Ongetwijfeld zijn er andere kinderen van God die deze ziekte overleefd hebben en daarom reden hebben om hun hemelse Vader tot in alle eeuwigheid te loven voor datgene wat zij in staat waren te doen en hetgeen waartoe zij geroepen waren om te zien en voelen. Hun liefdesarbeid, pijnlijke zorgen of kwellende ziekte, wonderlijke ondersteuning, veelvuldige ontfermingen te midden van een leger van boosheden, de schokkende taferelen die zich voor hun ogen hebben afgespeeld, de bijzondere goedheid van God jegens hen en hun gezinnen, hun sombere uren, de tijden van Goddelijke vertroosting, hun mistroostige gedachten, hun triomferende hoop, het verlies van geliefde familieleden en vrienden, het leven met een nabije eeuwigheid in zicht en ten slotte gespaard en geroepen te zijn om nog een poos in de wijngaard van de Heere te arbeiden – dit alles, alles zal medewerken ten goede.
Alles zal hen vooruit doen snellen op hun christelijke loopbaan. Alles zal de verschillende genadebewijzen verhelderen. Alles zal hun toekomstige loon vermeerderen. Alles zal waarde en heerlijkheid toevoegen aan de eeuwige kroon der heerlijkheid die hun uiteindelijk gegeven zal worden.

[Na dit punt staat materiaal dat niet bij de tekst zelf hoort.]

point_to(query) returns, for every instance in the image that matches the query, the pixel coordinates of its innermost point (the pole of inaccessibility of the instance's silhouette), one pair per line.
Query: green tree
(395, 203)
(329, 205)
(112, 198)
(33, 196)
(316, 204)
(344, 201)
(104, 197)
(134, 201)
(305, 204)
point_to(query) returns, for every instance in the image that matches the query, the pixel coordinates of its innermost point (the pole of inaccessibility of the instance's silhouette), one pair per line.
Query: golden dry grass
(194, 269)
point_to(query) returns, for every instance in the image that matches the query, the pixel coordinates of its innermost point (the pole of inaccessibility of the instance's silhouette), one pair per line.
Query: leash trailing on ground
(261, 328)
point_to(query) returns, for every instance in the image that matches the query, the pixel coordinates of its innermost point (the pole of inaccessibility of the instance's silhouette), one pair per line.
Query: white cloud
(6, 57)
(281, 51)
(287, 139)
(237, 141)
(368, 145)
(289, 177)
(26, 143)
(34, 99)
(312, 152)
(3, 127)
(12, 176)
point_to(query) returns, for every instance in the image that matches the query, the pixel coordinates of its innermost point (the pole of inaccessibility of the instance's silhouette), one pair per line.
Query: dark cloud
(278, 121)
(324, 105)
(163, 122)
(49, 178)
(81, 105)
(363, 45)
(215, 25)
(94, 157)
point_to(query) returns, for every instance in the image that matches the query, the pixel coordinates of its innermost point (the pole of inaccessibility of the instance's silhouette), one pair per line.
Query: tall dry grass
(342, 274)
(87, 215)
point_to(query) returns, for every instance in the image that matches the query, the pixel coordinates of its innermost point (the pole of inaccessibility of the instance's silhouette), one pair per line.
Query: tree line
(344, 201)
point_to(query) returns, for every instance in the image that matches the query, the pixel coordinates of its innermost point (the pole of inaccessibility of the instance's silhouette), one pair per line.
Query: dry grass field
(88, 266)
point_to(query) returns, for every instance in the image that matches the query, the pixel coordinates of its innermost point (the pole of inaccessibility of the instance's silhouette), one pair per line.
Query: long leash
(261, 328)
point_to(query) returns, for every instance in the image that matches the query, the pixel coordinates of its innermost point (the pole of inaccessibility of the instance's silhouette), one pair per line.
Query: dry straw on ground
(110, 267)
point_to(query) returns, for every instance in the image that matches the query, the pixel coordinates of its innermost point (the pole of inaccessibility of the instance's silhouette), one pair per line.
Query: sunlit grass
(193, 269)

Laat het volk van God vertroost worden met de overdenking van deze zaken. Laat ze zich verheugen dat de HEERE regeert en dat Zijn raad zal bestaan. Hij zal al Zijn welbehagen doen. Laat ze tot Hem vluchten als hun sterke Toren, om zich te verbergen onder de schaduw van Zijn vleugelen, totdat de verdervingen zullen voorbij zijn gegaan. Laat ze de regering van de wereld en de bedeling met betrekking tot de schepselen overlaten aan de God Die ze gemaakt heeft. Laat ze de Goddelijke beloften in de gedachten terugkomen en de belangrijke waarheid in het oog hebben, dat hoe duister dit aspect van de Goddelijke voorzienigheid ook moge zijn, of hoe smartelijk de zaken zijn waarvan ze getuigen waren, er toch vrucht voor den rechtvaardige is. Immers is er een God, Die op de aarde richt. Hij zal opstaan. Gij zult U ontfermen over Sion. Hij zal niet toelaten dat Zijn getrouwheid zal falen. Hij zal al Zijn beloften aan Zijn Zoon, Kerk en volk onthouden en nakomen.
Het is voorspeld dat in de laatste dagen ontstaan zullen zware tijden. Het is ons lot om die dagen te aanschouwen. De huidige tijd is inderdaad zwaar of gevaarlijk in ons land en in de hele wereld. Het vereist de beoefening van veel waakzaamheid, geloof en lijdzaamheid in de christen die zijn goede naam zou willen houden, standvastig zou willen blijven en zijn belijdenis zou willen versieren. En dat in de tijd en omstandigheden waarin we geplaatst zijn. Echter, voor degenen die getrouw bevonden worden, geldt: Uw loon is groot in de hemelen.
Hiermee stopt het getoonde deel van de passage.